協議体には、導入に前向きな企業に加え、地方自治体、観光団体など約30の企業・団体の参加を見込む。すでに実施している企業や、受け入れ実績が豊富な自治体の事例を集めて共有する。導入したい企業と受け入れ地域を仲介するなど、定着に向けた取り組みを進める。
ワーケーションは、英語で仕事を意味する「ワーク」と休暇の「バケーション」を組み合わせた造語。例えば、ビジネスマンが一定期間、自然豊かな地域の宿泊施設に滞在し、平日は会社の業務、週末に休暇を取得するといったスタイルがある。作業効率が向上し、新しい発想が生まれるメリットがあるとされる。コロナ禍でテレワークが浸透しつつある中、ワーケーションにも注目が集まっている。
日本では、旅行が土日や大型連休、年末年始など特定の時期に集中する傾向が強い。宿泊日数も欧米に比べて短いとされ、国内の旅行消費額が伸び悩む原因とされている。
ワーケーションは、平日を含めて長期間滞在してもらえるため、地方の期待は大きい。宮崎県日向市など受け入れ施設の整備に乗り出す地方自治体は全国に広がっている。

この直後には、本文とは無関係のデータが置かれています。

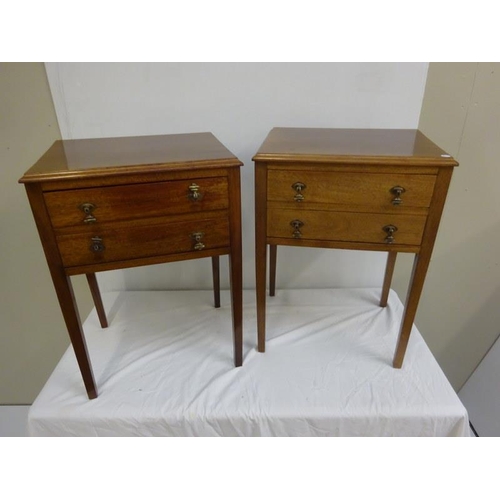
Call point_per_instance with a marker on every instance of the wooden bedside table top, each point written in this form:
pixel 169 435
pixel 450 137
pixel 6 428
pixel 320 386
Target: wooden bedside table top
pixel 369 146
pixel 125 155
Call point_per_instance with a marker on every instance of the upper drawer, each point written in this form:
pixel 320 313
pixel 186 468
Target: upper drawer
pixel 377 190
pixel 95 205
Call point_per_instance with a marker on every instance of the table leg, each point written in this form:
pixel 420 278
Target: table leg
pixel 216 279
pixel 389 270
pixel 420 265
pixel 273 251
pixel 235 264
pixel 261 251
pixel 96 296
pixel 64 290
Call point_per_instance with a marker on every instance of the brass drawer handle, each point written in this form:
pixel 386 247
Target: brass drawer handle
pixel 194 192
pixel 97 244
pixel 299 187
pixel 297 224
pixel 390 230
pixel 87 209
pixel 397 191
pixel 198 244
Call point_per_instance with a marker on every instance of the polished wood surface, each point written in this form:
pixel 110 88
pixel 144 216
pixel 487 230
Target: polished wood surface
pixel 348 196
pixel 346 226
pixel 346 188
pixel 369 146
pixel 121 155
pixel 103 204
pixel 135 241
pixel 135 201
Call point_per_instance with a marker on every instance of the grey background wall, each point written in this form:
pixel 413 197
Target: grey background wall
pixel 32 332
pixel 240 103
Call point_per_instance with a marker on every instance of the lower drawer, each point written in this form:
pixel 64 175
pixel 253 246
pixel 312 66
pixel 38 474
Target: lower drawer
pixel 346 226
pixel 115 243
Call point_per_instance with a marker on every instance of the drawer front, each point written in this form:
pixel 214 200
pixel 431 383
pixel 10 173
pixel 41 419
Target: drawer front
pixel 95 206
pixel 357 189
pixel 346 226
pixel 113 243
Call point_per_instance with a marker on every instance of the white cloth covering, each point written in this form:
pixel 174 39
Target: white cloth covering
pixel 164 367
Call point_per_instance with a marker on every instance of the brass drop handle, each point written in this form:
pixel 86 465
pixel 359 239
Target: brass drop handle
pixel 194 192
pixel 390 230
pixel 97 244
pixel 198 244
pixel 297 224
pixel 299 187
pixel 87 209
pixel 397 191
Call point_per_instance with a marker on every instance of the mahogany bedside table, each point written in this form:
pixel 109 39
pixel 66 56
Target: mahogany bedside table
pixel 113 203
pixel 352 189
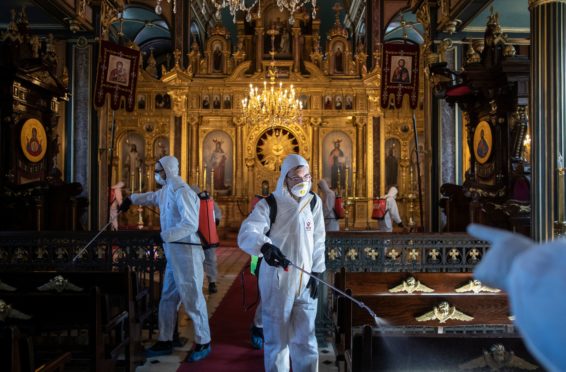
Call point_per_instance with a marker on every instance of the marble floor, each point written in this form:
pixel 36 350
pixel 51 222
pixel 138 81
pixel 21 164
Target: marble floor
pixel 231 260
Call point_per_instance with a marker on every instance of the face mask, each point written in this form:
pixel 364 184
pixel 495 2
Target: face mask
pixel 301 189
pixel 159 179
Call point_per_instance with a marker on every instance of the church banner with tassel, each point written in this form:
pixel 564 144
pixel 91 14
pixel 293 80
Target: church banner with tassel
pixel 400 74
pixel 117 75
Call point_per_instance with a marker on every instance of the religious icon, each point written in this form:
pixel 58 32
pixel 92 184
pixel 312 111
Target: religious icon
pixel 349 104
pixel 118 72
pixel 141 101
pixel 482 142
pixel 338 59
pixel 338 102
pixel 33 140
pixel 227 102
pixel 401 74
pixel 216 101
pixel 205 102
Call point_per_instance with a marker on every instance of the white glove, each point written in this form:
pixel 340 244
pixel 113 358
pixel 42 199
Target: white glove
pixel 495 266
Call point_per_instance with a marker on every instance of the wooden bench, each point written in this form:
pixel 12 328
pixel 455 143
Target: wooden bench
pixel 96 315
pixel 429 322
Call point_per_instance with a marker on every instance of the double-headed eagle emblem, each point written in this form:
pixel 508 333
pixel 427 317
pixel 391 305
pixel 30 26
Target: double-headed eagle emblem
pixel 444 312
pixel 411 285
pixel 498 359
pixel 476 286
pixel 59 284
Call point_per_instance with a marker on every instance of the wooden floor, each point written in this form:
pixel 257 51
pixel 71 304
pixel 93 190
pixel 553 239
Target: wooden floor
pixel 231 261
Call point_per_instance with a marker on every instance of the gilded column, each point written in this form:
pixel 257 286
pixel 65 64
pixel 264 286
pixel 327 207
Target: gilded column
pixel 315 160
pixel 193 155
pixel 296 49
pixel 547 111
pixel 359 123
pixel 259 48
pixel 240 151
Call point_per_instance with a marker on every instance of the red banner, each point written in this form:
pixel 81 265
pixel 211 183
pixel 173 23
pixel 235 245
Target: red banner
pixel 117 75
pixel 400 74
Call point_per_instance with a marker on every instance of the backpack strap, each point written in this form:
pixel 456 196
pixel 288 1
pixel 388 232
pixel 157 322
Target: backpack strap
pixel 313 201
pixel 272 210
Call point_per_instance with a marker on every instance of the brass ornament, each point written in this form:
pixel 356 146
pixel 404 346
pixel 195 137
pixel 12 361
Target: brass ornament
pixel 59 284
pixel 7 311
pixel 476 286
pixel 444 312
pixel 411 285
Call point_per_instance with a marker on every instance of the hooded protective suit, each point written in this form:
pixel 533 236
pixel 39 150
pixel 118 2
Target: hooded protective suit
pixel 288 311
pixel 179 207
pixel 386 225
pixel 534 278
pixel 328 201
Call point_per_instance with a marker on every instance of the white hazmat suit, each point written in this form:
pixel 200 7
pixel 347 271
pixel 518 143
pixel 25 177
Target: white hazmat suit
pixel 288 311
pixel 179 212
pixel 328 201
pixel 392 215
pixel 534 278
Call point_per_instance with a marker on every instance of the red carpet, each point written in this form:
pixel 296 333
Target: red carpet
pixel 230 328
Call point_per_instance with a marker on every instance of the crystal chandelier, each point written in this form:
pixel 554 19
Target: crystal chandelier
pixel 276 106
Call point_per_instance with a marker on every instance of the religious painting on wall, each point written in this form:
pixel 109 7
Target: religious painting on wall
pixel 218 155
pixel 227 102
pixel 400 71
pixel 392 157
pixel 349 102
pixel 338 50
pixel 160 147
pixel 141 101
pixel 217 56
pixel 336 156
pixel 132 162
pixel 483 140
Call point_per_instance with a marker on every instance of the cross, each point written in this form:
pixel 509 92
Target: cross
pixel 414 254
pixel 474 253
pixel 352 253
pixel 434 254
pixel 333 254
pixel 393 254
pixel 371 252
pixel 454 254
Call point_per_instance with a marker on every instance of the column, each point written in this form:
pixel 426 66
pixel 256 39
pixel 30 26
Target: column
pixel 547 111
pixel 193 156
pixel 296 49
pixel 315 160
pixel 81 130
pixel 259 48
pixel 239 174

ただ、現状では企業の導入は低調だ。観光庁が昨年実施したウェブ調査(600社対象)によると、導入している企業はわずか5・3%だった。「業務と休暇の区別がつきにくい」「効果を感じない」などの理由が挙がった。
観光庁は17日、全国約30か所でワーケーションの実証事業を行うため、企業や地域の公募を始めた。参加企業の社員に自然体験や地域住民との交流をしてもらい、集中力向上やストレスの軽減につながったかを検証する。専門家が企業や地域に助言し、宿泊費などの関連経費は国が負担する。